There's a week in late October when the light changes in Copenhagen. Not gradually, suddenly. You walk to the market on a Tuesday and the sky is different, lower, closer. The air smells like wet leaves and cold stone, and the cyclists have pulled their scarves up over their chins. This is when potato soup comes back.
Kartoffelsuppe is not trying to impress anyone. It's potatoes, leeks, and good stock, cooked slowly until everything softens into something greater than its parts. The reason it has survived in Danish kitchens for two centuries isn't complexity. It's that itdoes exactly what you need it to do on a dark evening when the wind comes off the water.
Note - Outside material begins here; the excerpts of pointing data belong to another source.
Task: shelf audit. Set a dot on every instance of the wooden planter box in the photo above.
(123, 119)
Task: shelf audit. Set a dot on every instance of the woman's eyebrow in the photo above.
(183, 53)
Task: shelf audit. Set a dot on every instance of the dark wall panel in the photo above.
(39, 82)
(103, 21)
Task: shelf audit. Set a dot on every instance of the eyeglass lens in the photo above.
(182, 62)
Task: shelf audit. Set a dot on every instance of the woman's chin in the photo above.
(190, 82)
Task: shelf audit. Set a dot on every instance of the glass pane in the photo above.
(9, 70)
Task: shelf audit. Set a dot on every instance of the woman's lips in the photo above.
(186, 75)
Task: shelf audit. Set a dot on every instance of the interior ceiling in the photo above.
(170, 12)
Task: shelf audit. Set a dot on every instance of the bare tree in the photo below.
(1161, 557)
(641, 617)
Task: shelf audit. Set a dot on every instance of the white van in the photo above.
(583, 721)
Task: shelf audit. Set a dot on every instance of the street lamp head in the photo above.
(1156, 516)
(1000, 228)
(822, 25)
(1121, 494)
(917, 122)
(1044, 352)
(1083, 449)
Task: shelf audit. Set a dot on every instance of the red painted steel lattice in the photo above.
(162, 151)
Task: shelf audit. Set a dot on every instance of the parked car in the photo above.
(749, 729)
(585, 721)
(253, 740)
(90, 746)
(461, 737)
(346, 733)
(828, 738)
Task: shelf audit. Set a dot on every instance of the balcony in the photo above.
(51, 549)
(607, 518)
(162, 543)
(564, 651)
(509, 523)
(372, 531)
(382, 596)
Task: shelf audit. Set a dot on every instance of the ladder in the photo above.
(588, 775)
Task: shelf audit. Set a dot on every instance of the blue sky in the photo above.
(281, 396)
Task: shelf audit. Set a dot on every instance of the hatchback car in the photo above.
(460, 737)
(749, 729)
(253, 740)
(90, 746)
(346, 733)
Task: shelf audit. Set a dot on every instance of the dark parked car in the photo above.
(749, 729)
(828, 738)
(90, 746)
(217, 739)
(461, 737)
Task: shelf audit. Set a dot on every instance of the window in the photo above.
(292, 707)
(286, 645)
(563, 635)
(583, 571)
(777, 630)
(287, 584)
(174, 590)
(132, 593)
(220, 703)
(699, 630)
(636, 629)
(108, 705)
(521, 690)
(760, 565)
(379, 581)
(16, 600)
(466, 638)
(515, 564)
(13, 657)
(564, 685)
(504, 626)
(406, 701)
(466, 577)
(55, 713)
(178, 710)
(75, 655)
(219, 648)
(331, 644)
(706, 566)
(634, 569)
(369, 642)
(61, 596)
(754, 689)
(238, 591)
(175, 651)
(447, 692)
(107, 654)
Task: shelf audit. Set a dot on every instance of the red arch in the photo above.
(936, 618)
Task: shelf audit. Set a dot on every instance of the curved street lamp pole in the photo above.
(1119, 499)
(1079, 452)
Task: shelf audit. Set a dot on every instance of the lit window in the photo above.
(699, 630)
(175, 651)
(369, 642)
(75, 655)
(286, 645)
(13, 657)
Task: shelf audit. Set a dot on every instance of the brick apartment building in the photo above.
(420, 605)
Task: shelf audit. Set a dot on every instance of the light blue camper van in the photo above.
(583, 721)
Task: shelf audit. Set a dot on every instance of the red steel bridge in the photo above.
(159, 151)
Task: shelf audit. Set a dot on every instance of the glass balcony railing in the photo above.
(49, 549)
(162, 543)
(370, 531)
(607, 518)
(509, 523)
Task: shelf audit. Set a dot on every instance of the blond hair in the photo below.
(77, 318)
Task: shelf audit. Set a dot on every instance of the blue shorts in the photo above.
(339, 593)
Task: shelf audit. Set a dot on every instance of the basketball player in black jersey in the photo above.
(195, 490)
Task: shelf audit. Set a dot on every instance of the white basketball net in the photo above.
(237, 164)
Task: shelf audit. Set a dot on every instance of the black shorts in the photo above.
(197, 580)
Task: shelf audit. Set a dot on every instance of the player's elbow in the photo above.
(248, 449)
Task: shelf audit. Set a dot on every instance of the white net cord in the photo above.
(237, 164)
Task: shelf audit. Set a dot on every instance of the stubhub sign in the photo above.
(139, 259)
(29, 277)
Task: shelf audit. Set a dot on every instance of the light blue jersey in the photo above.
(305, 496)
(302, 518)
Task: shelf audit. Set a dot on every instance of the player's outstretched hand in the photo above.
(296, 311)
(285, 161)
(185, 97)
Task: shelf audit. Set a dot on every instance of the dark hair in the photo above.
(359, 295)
A bowl of this with a slice of rugbrod is a full meal, and a full Danish meal at that: rooted, seasonal, made with love, the kind of cooking where nothing is wasted and every step has a reason.
I want you to pay attention to two things. First, the sweat. The leeks and onion soften in butter under a lid, quietly, without color. That step is where the sweetness is built, and if you rush it with high heat, the soup loses its spine before it starts. Second, the butter at the end. Don't stir it in. Let it melt on the surface in golden pools. That's not decoration. That's where half the flavor lives, and you'll taste it and you'll understand. The season decides what's on the table in Denmark, and in late October, the table decides on this.
Potatoes arrived in Denmark in the late 1700s, brought by Huguenot refugees who settled on the heaths of central Jutland and proved, against skeptical Danish farmers, that the tuber could thrive in poor, sandy soil. Within a generation, potato dishes had moved from refugee survival food to Danish staples, and by the mid-1800s the potato had become the quiet backbone of the Danish kitchen. Kartoffelsuppe became a fixture of the late autumn table, when the new harvest was stored in cool cellars and the days had shortened enough that a warm bowl at the end of a working day felt like a small act of self-care. In Jutland the soup is often finished with a spoonful of cream cheese or creme fraiche stirred through at the last moment, a regional detail that most Copenhagen cooks have never heard of but which tells you exactly where the cook grew up.
Quantity
800g
peeled and roughly chopped
Quantity
3 medium
white and pale green parts only, sliced
Quantity
1 small
finely chopped
Quantity
60g, plus a knob for each bowl to finish
Quantity
1 small
Quantity
1 litre
Quantity
150ml
Quantity
2 tablespoons
Quantity
to taste
Quantity
freshly ground, to taste
Quantity
small bunch
snipped fine
Quantity
thick slices, to serve
| Ingredient | Quantity |
|---|---|
| floury potatoespeeled and roughly chopped | 800g |
| leekswhite and pale green parts only, sliced | 3 medium |
| yellow onionfinely chopped | 1 small |
| unsalted butter | 60g, plus a knob for each bowl to finish |
| bay leaf | 1 small |
| chicken or vegetable stock | 1 litre |
| whole milk | 150ml |
| creme fraiche (optional) | 2 tablespoons |
| fine sea salt | to taste |
| white pepper | freshly ground, to taste |
| chivessnipped fine | small bunch |
| dark rugbrod | thick slices, to serve |
Slice the leeks in half lengthwise first, then rinse each half under cold running water, fanning the layers open with your thumb. Leeks hide grit deep between their layers, and grit in a blended soup is the one thing you cannot fix later. Once they are clean, slice them across into thin half-moons.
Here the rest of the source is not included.